### Perl Weekly Challenge: Week 48

This weeks challenges were fairly easy so my notes will be brief.

#### Challenge 1:

Survivor

There are 50 people standing in a circle in position 1 to 50. The person standing at position 1 has a sword. He kills the next person i.e. standing at position 2 and pass on the sword to the immediate next i.e. person standing at position 3. Now the person at position 3 does the same and it goes on until only one survives.

Write a script to find out the survivor.

At first glance it seems like this task could be disposed of with simple incrementation. Find the person with the sword, kill the next person, give the sword to the next person, kill the next person after him and so on. The gotcha is that as people get killed, "gaps" appear in the circle so finding the next person requires more than just an increment. Thus in my code I have `do ... until` loops that skip over "dead" members of the circle. (I.e. `@people` elements which are `undef`.)
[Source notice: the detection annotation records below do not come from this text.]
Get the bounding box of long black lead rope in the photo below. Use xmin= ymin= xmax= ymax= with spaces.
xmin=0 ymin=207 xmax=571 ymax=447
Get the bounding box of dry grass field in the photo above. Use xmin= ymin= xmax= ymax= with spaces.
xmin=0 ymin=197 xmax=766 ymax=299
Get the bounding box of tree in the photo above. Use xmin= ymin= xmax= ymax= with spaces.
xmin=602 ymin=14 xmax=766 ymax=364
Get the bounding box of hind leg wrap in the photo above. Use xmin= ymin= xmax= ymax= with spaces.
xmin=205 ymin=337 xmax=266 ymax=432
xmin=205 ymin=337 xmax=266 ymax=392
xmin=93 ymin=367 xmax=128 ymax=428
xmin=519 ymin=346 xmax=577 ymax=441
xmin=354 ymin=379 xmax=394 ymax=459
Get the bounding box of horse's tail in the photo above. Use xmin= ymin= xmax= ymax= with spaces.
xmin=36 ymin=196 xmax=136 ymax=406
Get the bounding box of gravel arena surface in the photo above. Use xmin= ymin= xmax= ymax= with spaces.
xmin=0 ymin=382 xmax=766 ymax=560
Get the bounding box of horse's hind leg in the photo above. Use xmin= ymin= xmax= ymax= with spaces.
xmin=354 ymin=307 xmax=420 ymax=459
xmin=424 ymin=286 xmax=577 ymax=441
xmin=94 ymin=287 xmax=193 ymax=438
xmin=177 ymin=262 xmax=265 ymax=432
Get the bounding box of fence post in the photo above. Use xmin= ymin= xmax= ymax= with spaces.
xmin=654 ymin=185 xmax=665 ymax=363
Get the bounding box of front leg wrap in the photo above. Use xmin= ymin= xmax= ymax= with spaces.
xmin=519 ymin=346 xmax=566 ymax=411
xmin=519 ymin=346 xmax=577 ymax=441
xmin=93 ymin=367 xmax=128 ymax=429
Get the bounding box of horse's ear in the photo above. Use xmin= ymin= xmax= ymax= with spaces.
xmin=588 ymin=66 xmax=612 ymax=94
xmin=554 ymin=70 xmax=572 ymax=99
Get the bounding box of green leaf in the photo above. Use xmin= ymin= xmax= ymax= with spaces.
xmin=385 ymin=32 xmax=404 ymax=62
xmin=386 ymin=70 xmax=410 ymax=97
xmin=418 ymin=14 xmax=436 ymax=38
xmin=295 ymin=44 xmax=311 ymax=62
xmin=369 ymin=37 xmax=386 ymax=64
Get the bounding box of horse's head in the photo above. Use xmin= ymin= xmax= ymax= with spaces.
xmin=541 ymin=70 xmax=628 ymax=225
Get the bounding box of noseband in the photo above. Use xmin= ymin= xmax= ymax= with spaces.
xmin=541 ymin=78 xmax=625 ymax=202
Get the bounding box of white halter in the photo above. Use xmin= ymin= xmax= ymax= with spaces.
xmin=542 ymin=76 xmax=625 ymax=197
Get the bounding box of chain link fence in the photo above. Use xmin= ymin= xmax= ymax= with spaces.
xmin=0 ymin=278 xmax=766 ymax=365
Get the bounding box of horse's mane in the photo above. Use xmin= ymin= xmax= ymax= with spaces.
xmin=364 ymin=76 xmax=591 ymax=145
``````my @people = (0 .. 49);

my \$remaining = scalar @people;
my \$next = 0;
my \$victim = 1;

while (\$remaining > 1) {
\$people[\$victim] = undef;
\$remaining--;
do {
\$next = (\$next + 1) % 50;
} until defined \$people[\$next];

\$victim = \$next;
do {
\$victim = (\$victim + 1) % 50;
} until defined \$people[\$victim];
}
``````

Once we are down to the last one standing, we know there will only be one defined element left in `@people` so we can find it by `grep()`ing for it and then printing it out. One pet peeve I have with perl is that if you `print()` or `say()` something which begins with a paranthesis, you get an annoying and unsightly warning about `say` (or `print`) being called as a function. You can disambiguate by putting a `+` in front but this shouldn't be necessary IMO. And we mustn't forget to add 1 to the result because our array started from o but the people identifiers start from 1.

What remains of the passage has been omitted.